Konverter Benchmarks

Snapdragon 821 (LeEco Le Pro3) - 10,000 random single predictions

Comparison of a model converted with SNPE 1.19 (Snapdragon Neural Processing Engine) and the same model converted with Konverter.

  SNPE model Konverted model
Total time 16.150222 sec. 10.021809 sec.
Average time 0.0016150 sec. 0.0010022 sec.
Model rate 619.18654 Hz 997.82385 Hz

The model:

model = Sequential()
model.add(Dense(204, activation='relu', input_shape=(103,)))
model.add(Dense(128, activation='relu'))
model.add(Dense(64, activation='relu'))
model.add(Dense(1, activation='linear'))

Ryzen 5 3600 (Desktop) - 10,000 random predictions

(see exact model in build_test_model.py):

Batch prediction:

  Keras model Konverted model
Total time 0.403091 sec. 0.088019 sec.

Single prediction:

  Keras model Konverted model
Total time 135.074061 sec. 1.848414 sec.
Average time 0.01350741 sec. 0.000185 sec.
Model rate 74.0334593 Hz 5410.043 Hz

Benchmark info:

The batch predictions are simply that, 10,000 random samples are fed into each model to be predicted on all at once.

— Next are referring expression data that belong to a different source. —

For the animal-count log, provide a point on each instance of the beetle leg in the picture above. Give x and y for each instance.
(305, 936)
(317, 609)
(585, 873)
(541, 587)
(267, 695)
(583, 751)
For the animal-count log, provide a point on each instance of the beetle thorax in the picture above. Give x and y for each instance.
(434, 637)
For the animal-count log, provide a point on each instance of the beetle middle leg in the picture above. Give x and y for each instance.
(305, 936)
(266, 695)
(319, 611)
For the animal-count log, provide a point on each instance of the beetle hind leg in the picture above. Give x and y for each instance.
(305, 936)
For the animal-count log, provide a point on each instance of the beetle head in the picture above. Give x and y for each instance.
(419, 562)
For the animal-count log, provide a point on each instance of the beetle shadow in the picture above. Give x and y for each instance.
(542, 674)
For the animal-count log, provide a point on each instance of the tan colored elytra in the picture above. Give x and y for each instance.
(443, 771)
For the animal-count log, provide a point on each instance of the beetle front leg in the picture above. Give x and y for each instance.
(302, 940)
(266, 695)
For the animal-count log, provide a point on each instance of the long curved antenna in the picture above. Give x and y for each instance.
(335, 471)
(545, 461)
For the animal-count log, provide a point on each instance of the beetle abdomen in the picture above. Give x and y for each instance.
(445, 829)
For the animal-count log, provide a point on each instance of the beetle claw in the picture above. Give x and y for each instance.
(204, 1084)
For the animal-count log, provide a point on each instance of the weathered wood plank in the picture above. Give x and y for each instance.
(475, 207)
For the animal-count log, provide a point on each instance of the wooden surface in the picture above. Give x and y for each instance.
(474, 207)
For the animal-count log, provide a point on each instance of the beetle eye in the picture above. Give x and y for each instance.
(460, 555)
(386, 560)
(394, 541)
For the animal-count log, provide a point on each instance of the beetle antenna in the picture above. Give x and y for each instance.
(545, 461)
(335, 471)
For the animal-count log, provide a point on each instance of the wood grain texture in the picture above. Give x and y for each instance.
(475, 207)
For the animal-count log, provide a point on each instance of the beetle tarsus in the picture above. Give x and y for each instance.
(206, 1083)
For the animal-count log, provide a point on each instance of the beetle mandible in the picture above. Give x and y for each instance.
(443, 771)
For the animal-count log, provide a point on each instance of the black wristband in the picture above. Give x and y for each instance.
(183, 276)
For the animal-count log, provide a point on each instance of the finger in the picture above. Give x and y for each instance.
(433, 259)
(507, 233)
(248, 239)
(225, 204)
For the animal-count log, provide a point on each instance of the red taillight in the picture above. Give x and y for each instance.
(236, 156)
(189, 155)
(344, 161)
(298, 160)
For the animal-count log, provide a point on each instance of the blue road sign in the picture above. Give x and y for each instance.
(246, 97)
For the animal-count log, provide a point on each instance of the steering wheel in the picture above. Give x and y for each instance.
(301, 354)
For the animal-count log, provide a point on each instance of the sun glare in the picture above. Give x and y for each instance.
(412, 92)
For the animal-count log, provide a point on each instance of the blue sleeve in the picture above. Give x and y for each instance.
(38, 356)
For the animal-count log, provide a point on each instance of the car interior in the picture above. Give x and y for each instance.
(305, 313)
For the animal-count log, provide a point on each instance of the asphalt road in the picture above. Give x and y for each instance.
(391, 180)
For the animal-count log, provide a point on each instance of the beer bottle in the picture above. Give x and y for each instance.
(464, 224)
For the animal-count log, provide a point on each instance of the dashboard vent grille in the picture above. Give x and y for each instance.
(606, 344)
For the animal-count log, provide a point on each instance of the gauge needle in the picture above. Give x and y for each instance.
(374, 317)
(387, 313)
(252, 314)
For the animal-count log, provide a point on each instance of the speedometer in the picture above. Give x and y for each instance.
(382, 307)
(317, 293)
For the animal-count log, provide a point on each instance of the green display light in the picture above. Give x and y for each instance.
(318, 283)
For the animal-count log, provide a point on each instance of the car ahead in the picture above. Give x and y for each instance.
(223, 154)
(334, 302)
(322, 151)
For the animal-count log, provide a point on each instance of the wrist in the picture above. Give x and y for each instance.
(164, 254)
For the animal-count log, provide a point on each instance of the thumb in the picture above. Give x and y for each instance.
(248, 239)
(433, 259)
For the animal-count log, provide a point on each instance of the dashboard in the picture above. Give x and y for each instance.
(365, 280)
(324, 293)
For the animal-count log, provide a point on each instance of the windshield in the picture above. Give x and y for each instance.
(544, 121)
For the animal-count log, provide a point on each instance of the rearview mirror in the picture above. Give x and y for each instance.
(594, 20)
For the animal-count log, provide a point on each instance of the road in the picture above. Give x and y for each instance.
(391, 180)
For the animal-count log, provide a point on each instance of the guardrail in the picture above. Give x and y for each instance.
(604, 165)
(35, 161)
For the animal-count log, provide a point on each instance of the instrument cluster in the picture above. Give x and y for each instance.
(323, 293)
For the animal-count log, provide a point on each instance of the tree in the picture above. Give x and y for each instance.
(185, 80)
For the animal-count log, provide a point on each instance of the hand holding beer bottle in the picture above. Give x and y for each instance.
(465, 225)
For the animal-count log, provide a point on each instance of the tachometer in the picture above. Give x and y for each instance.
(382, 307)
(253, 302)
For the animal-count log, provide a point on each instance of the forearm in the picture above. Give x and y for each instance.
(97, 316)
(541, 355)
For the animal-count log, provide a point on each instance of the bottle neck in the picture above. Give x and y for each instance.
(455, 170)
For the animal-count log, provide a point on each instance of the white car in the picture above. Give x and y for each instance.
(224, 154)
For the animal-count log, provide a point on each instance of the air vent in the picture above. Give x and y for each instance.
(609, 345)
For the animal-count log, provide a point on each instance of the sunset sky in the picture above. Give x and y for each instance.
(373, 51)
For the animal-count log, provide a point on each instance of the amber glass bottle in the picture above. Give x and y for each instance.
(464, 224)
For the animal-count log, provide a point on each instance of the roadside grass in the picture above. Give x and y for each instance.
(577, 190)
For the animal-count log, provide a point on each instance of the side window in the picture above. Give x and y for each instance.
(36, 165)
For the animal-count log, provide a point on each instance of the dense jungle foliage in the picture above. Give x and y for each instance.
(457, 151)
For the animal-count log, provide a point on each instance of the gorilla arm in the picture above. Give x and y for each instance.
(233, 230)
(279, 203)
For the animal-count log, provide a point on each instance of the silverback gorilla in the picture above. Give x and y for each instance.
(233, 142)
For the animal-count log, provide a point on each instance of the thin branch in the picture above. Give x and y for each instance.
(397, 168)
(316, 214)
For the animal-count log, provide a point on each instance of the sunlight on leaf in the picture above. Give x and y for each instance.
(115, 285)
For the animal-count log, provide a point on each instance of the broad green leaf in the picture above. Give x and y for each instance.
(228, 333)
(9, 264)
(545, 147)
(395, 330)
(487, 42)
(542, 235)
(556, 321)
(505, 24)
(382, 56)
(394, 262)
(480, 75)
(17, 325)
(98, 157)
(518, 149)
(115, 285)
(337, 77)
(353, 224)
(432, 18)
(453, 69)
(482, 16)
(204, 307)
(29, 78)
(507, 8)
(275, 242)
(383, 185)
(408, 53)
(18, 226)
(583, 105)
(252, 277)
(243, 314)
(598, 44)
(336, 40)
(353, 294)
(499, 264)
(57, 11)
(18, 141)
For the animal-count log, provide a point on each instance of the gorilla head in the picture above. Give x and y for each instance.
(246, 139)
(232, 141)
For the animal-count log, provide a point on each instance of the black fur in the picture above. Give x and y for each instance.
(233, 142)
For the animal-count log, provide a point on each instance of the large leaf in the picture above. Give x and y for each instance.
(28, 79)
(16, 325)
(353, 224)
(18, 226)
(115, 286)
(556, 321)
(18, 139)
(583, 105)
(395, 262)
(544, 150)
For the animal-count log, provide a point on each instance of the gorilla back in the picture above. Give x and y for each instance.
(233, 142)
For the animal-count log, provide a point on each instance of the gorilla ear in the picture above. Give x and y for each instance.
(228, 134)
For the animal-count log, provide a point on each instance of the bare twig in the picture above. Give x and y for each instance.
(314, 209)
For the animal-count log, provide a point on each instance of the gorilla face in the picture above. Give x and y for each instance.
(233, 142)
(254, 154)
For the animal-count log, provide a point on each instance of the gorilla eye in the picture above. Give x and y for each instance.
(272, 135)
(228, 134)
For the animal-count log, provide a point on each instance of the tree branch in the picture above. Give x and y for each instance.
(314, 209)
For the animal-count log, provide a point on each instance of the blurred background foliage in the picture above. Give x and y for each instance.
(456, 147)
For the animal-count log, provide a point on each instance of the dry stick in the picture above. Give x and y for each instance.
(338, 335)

This is usually the fastest method of executing a prediction for a lot of unrelated samples.

With the single predictions, we are predicting on the same samples as before, however we are using a loop and predicting on each sample one by one. This is usually how you will be executing predictions in production. You won’t know future data, so this is a good way to benchmark inference times for both model formats.